Ekspert podkreślił, że jednostki, które będą musiały podejmować działania przeciw cyberterrozyzmowi, będą musiały zainwestować środki bieżące, co jest ważne z punktu widzenia art. 243 ustawy o finansach publicznych i limitów zadłużeń samorządów.

„Muszą więc obciążyć budżet, który już jest bardzo obarczony.
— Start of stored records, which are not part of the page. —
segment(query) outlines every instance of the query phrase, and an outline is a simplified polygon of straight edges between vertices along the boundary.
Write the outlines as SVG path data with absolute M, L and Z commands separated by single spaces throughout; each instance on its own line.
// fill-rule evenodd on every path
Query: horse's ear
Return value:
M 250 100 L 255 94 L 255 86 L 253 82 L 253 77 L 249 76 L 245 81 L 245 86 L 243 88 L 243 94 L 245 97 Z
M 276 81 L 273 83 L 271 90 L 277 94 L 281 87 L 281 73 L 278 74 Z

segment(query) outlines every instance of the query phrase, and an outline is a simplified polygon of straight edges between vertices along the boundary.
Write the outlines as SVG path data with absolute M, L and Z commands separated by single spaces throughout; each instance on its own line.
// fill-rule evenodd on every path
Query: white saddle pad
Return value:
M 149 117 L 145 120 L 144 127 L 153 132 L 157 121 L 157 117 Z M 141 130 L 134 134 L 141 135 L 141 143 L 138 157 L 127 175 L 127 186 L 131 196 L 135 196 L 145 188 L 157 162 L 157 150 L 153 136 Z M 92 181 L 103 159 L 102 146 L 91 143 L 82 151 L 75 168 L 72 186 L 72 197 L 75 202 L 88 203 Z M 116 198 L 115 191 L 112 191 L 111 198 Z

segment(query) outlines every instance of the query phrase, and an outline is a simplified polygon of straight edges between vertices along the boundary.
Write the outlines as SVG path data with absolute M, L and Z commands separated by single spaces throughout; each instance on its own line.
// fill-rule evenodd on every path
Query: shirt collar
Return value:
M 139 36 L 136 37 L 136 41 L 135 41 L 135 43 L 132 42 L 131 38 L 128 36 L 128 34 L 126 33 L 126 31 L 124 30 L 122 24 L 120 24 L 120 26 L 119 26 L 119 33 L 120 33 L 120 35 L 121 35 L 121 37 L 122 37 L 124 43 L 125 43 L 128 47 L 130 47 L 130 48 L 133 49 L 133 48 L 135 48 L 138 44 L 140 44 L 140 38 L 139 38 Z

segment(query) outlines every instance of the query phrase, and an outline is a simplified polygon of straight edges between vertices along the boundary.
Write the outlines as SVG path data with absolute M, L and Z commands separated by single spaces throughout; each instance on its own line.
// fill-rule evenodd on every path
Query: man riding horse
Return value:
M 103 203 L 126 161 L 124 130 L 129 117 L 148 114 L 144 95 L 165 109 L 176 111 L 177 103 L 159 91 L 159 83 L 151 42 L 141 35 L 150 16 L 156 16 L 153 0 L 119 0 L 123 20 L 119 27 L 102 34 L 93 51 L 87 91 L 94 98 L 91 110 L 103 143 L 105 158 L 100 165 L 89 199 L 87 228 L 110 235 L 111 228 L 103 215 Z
To zawsze trzeba mieć w tyle głowy, że nie bardzo na poziomie samorządu można środki na ten cel przeznaczać” – dodał.

Zdaniem Czajkowskiego w relacjach rządowo-samorządowych ważna jest kwestia edukacji i szkoleń dla pracowników, którzy zajmują się kwestiami informatyzacji, ochrony danych, bo bez tego nie ma  szans na poprawę w dziedzinie, która jest opisana w rządowej strategii cyberbezpieczeństwa.

„Edukacja to podstawowa sprawa – może 66 miast sobie poradzi, ale cała reszta będzie miała kłopoty” – zauważył ekspert.

Wojciech Dziomdziora, wiceprezes Polskiej Izby Informatyki i Telekomunikacji zaznaczył, że w sytuacji zagrożenia cyberatakami czynnik ludzki jest najsłabszy i najważniejszy.

„Nawet najwięksi i najbardziej kompetentni nie są czasem w stanie ustrzec się przed atakiem” – powiedział. Podkreślił znaczenie wiedzy, jak działać w momencie ataku, zarządzać kryzysem w trakcie ataku i „sprzątać” po ataku.

Jego zdaniem musi być zaangażowana cała organizacja, również dział prawny i ABI (administrator bezpieczeństwa informacji) oraz działy promocji i rzecznicy prasowi, ze względu na decyzje, czy informować opinię publiczną.

Przewodniczący komisji zapowiedział, że na przełomie września i października odbędzie się kolejne spotkanie w sprawie cyberbezpieczeństwa, tym razem w ramach prac sejmowych.

Organizatorami konferencji były Komisja Samorządu Terytorialnego i Polityki Regionalnej, Polska Izba Informatyki i Telekomunikacji, Związek Powiatów Polskich oraz Związek Miast Polskich.